La CCR rhônalpine représente un investissement de 500 millions d’Euros financés à 100% par RFF. Elle préfigure l’avenir du réseau ferroviaire français à l’échéance 2030. La gestion des circulations sera alors confiée à 16 centres, à grand rayon d’action appelés à télécommander 1500 postes d’aiguillages existants, de différentes technologies (mécaniques, électriques, informatiques) et anciens. Ces postes seront répartis sur 14000 km de voies grâce à une interface informatique.
Verront le jour, selon la cartographie établie par RFF, les CCR Paris-Picardie, Paris-Normandie, Paris-Atlantique, Paris-Auvergne, Paris-Champagne, Nord, Lorraine, Alsace, Bourgogne-Franche-Comté, Centre, Grand Ouest, Aquitaine, Midi-Pyrénées, Languedoc-Roussillon, Méditerranée et Rhône-Alpes. La seconde CCR concerne la Bourgogne et la Franche- Comté. Mise en place quasiment en même temps que sa voisine lyonnaise, elle s’étoffera en août 2011 dans le cadre du raccordement des installations du TGV Rhin-Rhône. Elle devrait être suivie de la CCR Atlantique.
Une perspective sombre des emplois à l’exploitation.
Les deux décennies à venir vont engendrer sine die une réorganisation complète de l’exploitation. « L’enjeu majeur, selon RFF, est d’offrir une meilleure qualité de service en terme de régularité, notamment en cas d’incident puisque toutes les informations utiles à la réactivité sont regroupées en un seul endroit ».
La clé du système repose sur un accroissement de la productivité et l’optimisation des coûts (200 millions d’euros par an pour un investissement global sur les 20 prochaines années estimé à 5 milliards d’euros) gagnés en partie par une réduction du nombre d’exploitants. Selon le président de RFF, « les agents d’exploitation d’une CCR disposeront d’une vision globale du réseau régional et non plus d’un éclairage ponctuel obligeant à établir une gymnastique de communication avec les postes d’aiguillages éloignés dès qu’il s’agit d’obtenir des informations. A rapprocher du modèle de l’aérien avec ses centres de contrôle gérant l’ensemble du trafic sur une large zone ». Une vision quasi idyllique que ne partage pas l’UNSA.
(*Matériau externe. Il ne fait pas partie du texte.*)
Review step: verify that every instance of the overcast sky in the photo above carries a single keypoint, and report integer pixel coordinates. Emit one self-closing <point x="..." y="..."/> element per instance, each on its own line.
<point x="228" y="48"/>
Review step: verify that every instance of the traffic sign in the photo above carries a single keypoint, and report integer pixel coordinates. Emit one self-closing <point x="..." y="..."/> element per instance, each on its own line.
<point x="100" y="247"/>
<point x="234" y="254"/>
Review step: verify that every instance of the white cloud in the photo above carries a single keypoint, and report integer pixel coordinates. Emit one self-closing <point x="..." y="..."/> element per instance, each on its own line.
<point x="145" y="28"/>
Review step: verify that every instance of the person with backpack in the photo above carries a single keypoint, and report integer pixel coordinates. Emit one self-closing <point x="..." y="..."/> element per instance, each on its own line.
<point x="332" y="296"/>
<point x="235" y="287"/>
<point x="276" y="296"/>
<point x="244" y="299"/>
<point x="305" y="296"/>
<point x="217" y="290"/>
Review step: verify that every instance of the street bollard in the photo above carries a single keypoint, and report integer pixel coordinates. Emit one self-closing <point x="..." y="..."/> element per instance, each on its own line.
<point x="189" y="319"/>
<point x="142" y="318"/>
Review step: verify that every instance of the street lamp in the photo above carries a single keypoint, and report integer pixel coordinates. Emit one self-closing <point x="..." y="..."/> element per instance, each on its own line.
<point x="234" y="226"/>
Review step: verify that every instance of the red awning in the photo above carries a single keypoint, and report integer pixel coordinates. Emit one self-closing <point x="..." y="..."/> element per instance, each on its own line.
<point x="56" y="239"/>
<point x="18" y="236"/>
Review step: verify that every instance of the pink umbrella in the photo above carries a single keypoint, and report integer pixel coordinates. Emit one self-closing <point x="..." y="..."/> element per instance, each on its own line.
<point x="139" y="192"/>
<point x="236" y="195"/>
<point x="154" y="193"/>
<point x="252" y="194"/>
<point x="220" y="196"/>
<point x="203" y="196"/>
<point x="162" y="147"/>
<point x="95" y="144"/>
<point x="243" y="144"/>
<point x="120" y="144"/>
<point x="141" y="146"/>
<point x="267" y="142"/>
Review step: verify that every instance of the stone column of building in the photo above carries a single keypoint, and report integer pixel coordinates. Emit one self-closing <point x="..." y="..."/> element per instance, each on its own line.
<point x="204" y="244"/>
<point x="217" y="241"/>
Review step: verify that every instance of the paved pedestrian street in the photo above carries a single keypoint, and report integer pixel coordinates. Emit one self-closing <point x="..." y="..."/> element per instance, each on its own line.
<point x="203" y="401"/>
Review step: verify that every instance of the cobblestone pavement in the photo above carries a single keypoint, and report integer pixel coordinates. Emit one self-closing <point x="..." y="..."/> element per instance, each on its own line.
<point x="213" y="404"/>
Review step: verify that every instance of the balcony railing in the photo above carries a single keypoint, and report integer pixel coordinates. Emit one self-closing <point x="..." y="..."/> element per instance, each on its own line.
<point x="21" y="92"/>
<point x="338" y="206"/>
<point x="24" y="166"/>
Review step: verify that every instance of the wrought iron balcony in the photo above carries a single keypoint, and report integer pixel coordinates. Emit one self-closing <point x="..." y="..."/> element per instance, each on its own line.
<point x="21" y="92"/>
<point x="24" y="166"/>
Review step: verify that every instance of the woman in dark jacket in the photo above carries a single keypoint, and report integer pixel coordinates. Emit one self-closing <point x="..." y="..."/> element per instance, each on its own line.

En effet, on imagine bien que l’application CCR sur la région Aquitaine Poitou-Charentes ne sera pas la même que sur Paris Nord-Picardie par exemple, le nombre d’agents impactés variant énormément en fonction de la structure du réseau existant.
Dès à présent nous savons que la gestion des effectifs de la filière TMV aura globalement de gros problèmes.
Les très nombreux départs des agents qualification D, et leurs remplacements en promotion devront être accompagnés par une évolution de l’accès à la qualification E par différents moyens. Dans ce domaine, la VAE a par exemple été citée comme piste.